A battery's state of health can be determined by deep cycle charging (trickle charging) and a load test. If a battery will not support a load after eight hours of trickle charging, it must be replaced. Another time-proven method is checking the electrolyte's specific gravity. When specific gravity falls below 1.225 at 12.4 volts, it is a dying battery. At 1.220, a 12-volt battery is completely discharged.
The key to battery survival is a healthy charging system and that predictable pattern of discharging and charging. When your Mustang has to sit, keep the battery on a trickle charger. The best system is something like a Battery Tender that keeps the battery fully charged. If acid weeps from the vents, the battery is in trouble via overcharging or sulfating plates.
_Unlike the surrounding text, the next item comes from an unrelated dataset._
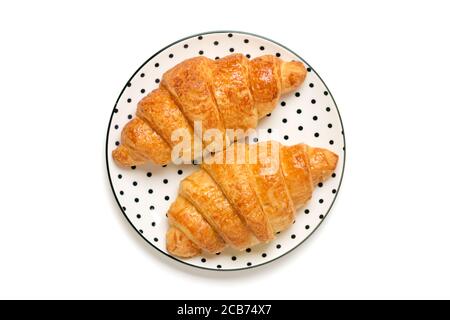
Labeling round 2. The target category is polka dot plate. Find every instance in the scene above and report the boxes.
[106,31,345,270]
Here's a word about battery safety. Remember high school science class when you made hydrogen gas in a test tube? You were instructed to stick a lighted punk in the test tube and the hydrogen gas ignited with a startling noise. This is what hydrogen gas from a car battery does-only bigger and more destructively. When hydrogen gas is ignited, it explodes quickly with a sharp bang, blowing the battery case apart and showering everything close by with sulfuric acid. This is why you must be careful with any lead-acid battery. Sulfuric acid will blind and scar, and it will destroy paint. When jump-starting or connecting a battery to a battery charger, never make the negative cable connection at the battery because there's always a certain amount of sparking no matter how small. Even static electricity near a battery vent can cause an explosion. Always wear eye and face protection along with gloves.